Na decisão desta quinta-feira (22), o desembargador relator, Gustavo Dalul Faria, disse que a absolvição sumária exige "demonstração cabal" da circunstância que exclui o crime ou isenta o réu da pena, o que não aconteceu.
"Entendo que a dinâmica dos fatos não está suficientemente elucidada para a prolação de uma sentença de absolvição sumária", afirmou.
O magistrado apontou, ainda, informações relacionadas aos indícios da autoria dos crimes, como, por exemplo, o fato de a alegação dos policiais de que reagiram após terem sido surpreendidos por tiros não encontrar respaldo no laudo de exame do local da morte, que indicou que as vítimas foram atingidas quando já estavam fora dos veículos, na mata, próxima à rodovia, sem sinais de luta corporal.
Mais adiante, Gustavo cita que o laudo também mostrou que as supostas armas atribuídas às vítimas foram retiradas do local pelos policiais antes da chegada da perícia.

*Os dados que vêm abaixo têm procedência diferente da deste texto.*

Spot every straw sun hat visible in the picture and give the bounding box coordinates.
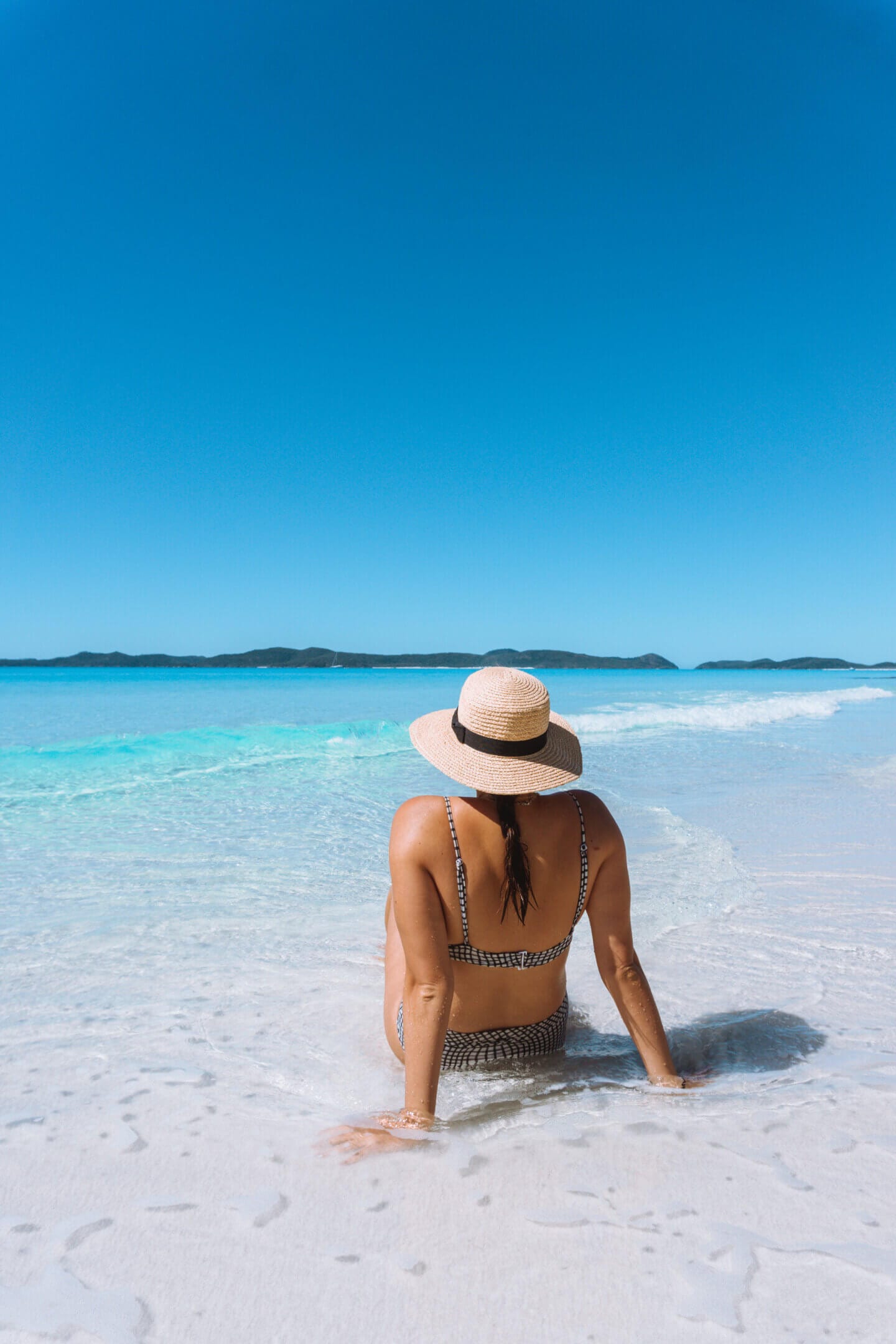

Além disso, ele afirma que os exames dos corpos indicam que "as vítimas foram atingidas por disparos de arma de fogo quando estavam em altura inferior aos policiais".
Como foram as mortes
As três vítimas morreram em uma emboscada no dia 23 de gosto de 2023, no Km 105 da BR-060. De acordo com a denúncia do Ministério Público, os policiais usaram do serviço de inteligência policial para monitorá-las. Assim, após os policiais receberem informações sobre o paradeiro dos alvos, passaram a fazer patrulhamento pelas imediações.
A morte de Gabriel, Gustavo e Mikael tinha sido relacionada à de Fábio Escobar da seguinte forma: a investigação apontou que Bruna Vitória Rabelo, que supostamente seria amiga das três vítimas, era dona do celular usado para atrair o empresário Fábio Escobar para emboscada. Bruna foi morta a tiros e Glauko Olívio foi apontado como responsável pela execução.

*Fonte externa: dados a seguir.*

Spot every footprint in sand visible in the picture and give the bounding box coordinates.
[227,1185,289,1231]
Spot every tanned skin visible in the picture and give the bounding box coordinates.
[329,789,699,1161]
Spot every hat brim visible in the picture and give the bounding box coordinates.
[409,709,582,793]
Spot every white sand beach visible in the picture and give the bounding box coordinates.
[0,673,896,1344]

A defesa dos policiais militares afirmou à Justiça que eles agiram em legítima defesa e, portanto, não deveriam ser levado a júri popular. Os juízes Samuel João Martins, Mariana Amaral de Almeida Araújo e Zulailde Viana Oliveira decidiram, em novembro de 2024, entenderam que a versão do exame pericial, que determina a dinâmica dos fatos, confirmou a apresentada pelos réus, de legítima defesa, e, portanto, não houve crime.
“Entende-se que existe prova suficiente da exclusão do crime, considerando a excludente de ilicitude da legítima defesa, não conseguindo a acusação realizar demonstração suficiente de que esta situação não ocorreu”, narrou a sentença.
De acordo com os juízes, as três vítimas estavam, de fato, sendo monitoradas pelos réus, mas não de modo que pudesse indicar a armação de um confronto na cena do crime.
Agora, a decisão do desembargador relator Gustavo Dalul Faria e dos desembargadores Adegmar José Ferreira e Sival Guerra Pires concluiu por outro entendimento, de que não há provas de que os PMs estavam se defendendo e que as vítimas morreram em um suposto confronto.
Leia a íntegra da nota do advogado Akauã de Paula Santos, responsável pela defesa de Rodrigo Moraes Leal e de Adriano Azevedo:
"A defesa manifesta que respeita a nova decisão proferida pelo Tribunal de Justiça do Estado de Goias, na pessoa do Juiz Gustavo Dalul e que ja trabalha no recurso para buscar a manutenção da decisão de absolvição proferida por três juízes do Colegiado que julgaram".
Leia a íntegra da nota da advogada Rosângela Magalhães, que representa Glauko, Wembleyson e Thiago:
"A defesa reitera que a decisão de primeiro grau, prolatada pelo colegiado de três juízes de Anápolis, que absolveu sumariamente os réus está correta, vez que as provas dos autos demonstram inequivocamente que houve o confronto e os policiais militares agiram em legítima defesa. Por essa razão, a defesa irá recorrer ao Superior Tribunal de Justiça buscando a reforma da decisão do TJGO".